Risques pour les drones de plus de 800g

Les situations suivantes concernent les propriétaires d’un drone de 800 g ou plus et sont passibles d’une contravention allant de 3000 à 38000€. 

Si le télépilote n’a pas : 

– obtenu l’attestation de suivi de formation requise pour l’exploitation d’un drone de ce poids

– n’est pas en mesure de présenter immédiatement son attestation de suivi de formation et la preuve d’enregistrement du drone (extrait du registre des aéronefs sans équipage à bord) en cas de contrôle.

Si le télépilote laisse quelqu’un utiliser son aéronef : 

– sans l’avoir enregistré sur Alpha tango ou l’ayant enregistré avec des informations inexactes sur les caractéristiques de l’aéronef, sur l’identité du propriétaire ou sur l’identifiant du dispositif de signalement électronique ou numérique

– sans avoir apposé le numéro d’enregistrement sur l’aéronef

– sans avoir installé ou déclenché le signalement électronique, la balise de signalement

 

Chasseurs de drone et délation : personne n’ est à l’abri

Au delà des contrôles de la DGAC et des DSAC en région, la Gendarmerie compte plus de 280 chasseurs de drones, formés et équipés par le Service des technologies et des systèmes d’information de la sécurité intérieure. Ils se répartissent entre la SPAD de la Garde (Section de protection appui drone), la Gendarmerie des transports aériens et certains spécialistes des systèmes d’information et de communication (SIC).
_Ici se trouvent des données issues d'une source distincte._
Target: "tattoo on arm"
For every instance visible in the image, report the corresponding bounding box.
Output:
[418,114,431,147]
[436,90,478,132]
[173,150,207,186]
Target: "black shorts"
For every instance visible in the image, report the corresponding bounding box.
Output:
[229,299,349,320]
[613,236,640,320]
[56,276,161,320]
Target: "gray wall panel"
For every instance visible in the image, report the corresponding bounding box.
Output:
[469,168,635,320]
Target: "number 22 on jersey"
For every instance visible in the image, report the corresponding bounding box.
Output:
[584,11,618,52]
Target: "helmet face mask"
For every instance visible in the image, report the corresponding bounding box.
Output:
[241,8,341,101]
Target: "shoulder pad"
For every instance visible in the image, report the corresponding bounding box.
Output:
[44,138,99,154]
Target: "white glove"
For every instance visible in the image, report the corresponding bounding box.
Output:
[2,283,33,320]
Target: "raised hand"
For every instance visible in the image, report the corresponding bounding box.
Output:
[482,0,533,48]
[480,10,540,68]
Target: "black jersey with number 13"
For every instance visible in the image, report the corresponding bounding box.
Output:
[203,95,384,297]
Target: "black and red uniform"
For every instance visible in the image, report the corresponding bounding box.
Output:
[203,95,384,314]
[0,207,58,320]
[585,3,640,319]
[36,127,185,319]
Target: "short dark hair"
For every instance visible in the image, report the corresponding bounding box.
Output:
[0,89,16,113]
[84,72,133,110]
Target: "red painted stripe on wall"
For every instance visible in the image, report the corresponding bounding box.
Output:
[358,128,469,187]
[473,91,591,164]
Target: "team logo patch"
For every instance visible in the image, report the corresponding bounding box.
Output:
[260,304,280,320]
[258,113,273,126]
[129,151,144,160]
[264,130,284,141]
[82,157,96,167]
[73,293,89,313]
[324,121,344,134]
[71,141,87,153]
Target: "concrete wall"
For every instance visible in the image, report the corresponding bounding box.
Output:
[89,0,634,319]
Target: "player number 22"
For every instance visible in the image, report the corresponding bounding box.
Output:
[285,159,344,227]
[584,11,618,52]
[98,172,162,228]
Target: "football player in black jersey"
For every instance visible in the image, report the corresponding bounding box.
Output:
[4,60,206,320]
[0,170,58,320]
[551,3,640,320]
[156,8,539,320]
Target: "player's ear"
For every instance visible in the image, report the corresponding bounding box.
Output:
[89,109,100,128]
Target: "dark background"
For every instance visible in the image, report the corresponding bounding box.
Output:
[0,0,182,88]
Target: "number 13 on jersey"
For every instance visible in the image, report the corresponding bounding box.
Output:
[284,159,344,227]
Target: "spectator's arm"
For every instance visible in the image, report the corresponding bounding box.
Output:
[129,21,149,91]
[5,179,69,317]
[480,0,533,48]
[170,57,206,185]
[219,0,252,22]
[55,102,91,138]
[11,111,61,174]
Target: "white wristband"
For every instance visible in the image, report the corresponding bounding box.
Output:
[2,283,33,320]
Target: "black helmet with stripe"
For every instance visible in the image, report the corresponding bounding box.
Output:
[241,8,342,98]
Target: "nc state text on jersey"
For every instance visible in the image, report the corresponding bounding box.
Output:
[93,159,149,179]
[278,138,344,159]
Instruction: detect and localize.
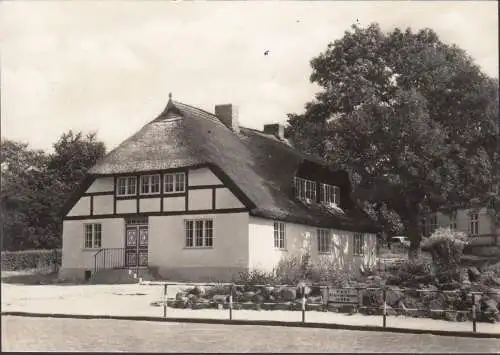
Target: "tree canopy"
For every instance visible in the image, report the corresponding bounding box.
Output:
[1,131,105,250]
[288,24,499,257]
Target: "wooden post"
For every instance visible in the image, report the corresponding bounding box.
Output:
[163,284,168,318]
[302,285,306,323]
[472,293,477,333]
[229,285,234,320]
[382,288,387,328]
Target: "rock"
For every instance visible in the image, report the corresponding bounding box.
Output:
[175,292,187,301]
[252,294,264,303]
[310,286,323,297]
[444,312,457,322]
[212,295,227,303]
[280,288,297,302]
[243,291,256,302]
[187,293,198,303]
[457,312,469,322]
[468,266,481,281]
[307,296,323,304]
[482,298,499,314]
[339,304,356,314]
[189,286,205,296]
[386,289,404,307]
[380,305,398,316]
[274,302,291,311]
[295,282,311,298]
[491,276,500,286]
[306,303,324,311]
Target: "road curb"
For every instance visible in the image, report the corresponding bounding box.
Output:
[1,312,500,339]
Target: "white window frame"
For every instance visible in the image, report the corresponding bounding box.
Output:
[163,172,186,194]
[449,211,457,230]
[184,218,215,249]
[83,223,102,249]
[352,232,365,256]
[319,183,340,206]
[139,174,161,195]
[116,176,137,196]
[273,221,286,250]
[469,212,479,236]
[429,213,438,234]
[294,177,317,201]
[317,228,332,254]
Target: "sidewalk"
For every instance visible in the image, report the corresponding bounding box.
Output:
[2,284,500,337]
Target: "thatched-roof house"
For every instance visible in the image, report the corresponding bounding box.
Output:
[61,99,378,280]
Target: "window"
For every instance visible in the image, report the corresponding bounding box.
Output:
[420,218,427,237]
[469,212,479,235]
[318,229,331,253]
[184,219,214,248]
[141,175,160,195]
[85,223,102,249]
[353,233,365,255]
[164,173,186,193]
[319,184,340,206]
[294,177,316,201]
[274,222,285,249]
[116,176,137,196]
[450,211,457,230]
[429,213,437,234]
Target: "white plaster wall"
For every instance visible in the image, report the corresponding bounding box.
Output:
[61,218,125,273]
[188,189,212,211]
[149,212,249,269]
[86,177,114,193]
[67,196,90,216]
[163,196,186,212]
[437,208,494,234]
[249,217,376,271]
[116,198,137,213]
[188,168,222,186]
[93,195,114,215]
[139,197,161,212]
[215,188,245,208]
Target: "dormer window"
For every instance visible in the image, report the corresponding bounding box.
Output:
[319,184,340,206]
[294,177,316,201]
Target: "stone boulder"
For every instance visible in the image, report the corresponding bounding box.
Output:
[212,295,228,303]
[280,287,297,302]
[468,266,481,282]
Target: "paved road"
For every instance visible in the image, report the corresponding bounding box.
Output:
[2,316,500,353]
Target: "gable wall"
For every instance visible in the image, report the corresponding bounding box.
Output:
[65,167,245,219]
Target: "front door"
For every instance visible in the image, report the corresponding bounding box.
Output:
[125,226,148,267]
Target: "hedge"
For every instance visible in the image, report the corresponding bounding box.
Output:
[1,249,61,271]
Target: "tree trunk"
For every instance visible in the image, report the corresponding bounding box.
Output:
[403,216,422,260]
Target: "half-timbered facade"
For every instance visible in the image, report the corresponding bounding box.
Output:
[61,95,378,280]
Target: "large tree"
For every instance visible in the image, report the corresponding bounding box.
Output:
[288,24,498,258]
[1,131,105,250]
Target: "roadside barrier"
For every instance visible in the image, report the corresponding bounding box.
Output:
[139,279,497,333]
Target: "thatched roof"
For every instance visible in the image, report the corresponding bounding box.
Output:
[89,101,378,232]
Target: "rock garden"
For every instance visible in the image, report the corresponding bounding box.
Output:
[149,232,500,322]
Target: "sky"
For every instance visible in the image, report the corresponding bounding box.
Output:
[0,0,499,151]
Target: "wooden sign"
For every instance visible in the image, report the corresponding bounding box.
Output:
[323,288,359,305]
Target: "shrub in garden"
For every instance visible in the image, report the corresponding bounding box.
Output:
[2,249,61,271]
[421,228,468,268]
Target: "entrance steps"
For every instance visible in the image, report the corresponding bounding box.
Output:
[89,268,158,285]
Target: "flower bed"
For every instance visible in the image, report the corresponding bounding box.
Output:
[148,278,500,322]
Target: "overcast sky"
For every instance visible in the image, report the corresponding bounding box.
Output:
[0,1,498,149]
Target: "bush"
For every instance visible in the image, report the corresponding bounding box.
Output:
[421,228,468,268]
[274,252,313,285]
[2,249,61,271]
[233,270,279,286]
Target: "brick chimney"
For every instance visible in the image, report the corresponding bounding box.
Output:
[264,123,285,140]
[215,104,240,133]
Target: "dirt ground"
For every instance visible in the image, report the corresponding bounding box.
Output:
[1,282,500,334]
L’objectif principal de ces unités est la lutte antiterroriste, mais leurs missions concernent également le transport illégal d’objets et les prises de vues non autorisées.

Ils agissent régulièrement sur les sites sensibles comme la maison de notre cher président au fort de Brégancon ou lors des événements rassemblant des foules comme le Grand prix de France de formule 1 au Castellet, au festival de théâtre d’Avignon ou encore à la braderie de Lille.

Tu vas me dire que les contrôles sont rares et que ce n’est pas toi pauvre petit photographe de mariage qui craint grand chose : mais tu as tout faux : tu es la cible numéro 1.  Pourquoi ? J’attire ton attention sur le fait que dans cette activité il y a beaucoup de jalousie, et les 3/4 des contrôles sont entamés à la suite de délation de la part de sources anonymes.

J’en ai eu moi même la preuve, j’ai pour habitude de contacter mes concurrents lorsque quelqu’un s’installe pour me présenter et discuter business, l’une de ces personnes m’a un jour expliqué au téléphone que l’un de ses concurrents était venu filmer dans sa commune et qu’il était certain qu’il n’avait pas les autorisations. Il m’a donc avoué avoir appelé la DSAC pour les en informer.

Que cela soit dans le cadre pro ou loisirs, la délation est très importante et personne n’est à l’abri.

Voilà maintenant que tu sais tout, je te laisse prendre tes responsabilités. Encore une fois ici pas de jugements, nous sommes tous adultes et vaccinés (enfin presque) donc chacun est maitre de ses choix et en assument la responsabilité.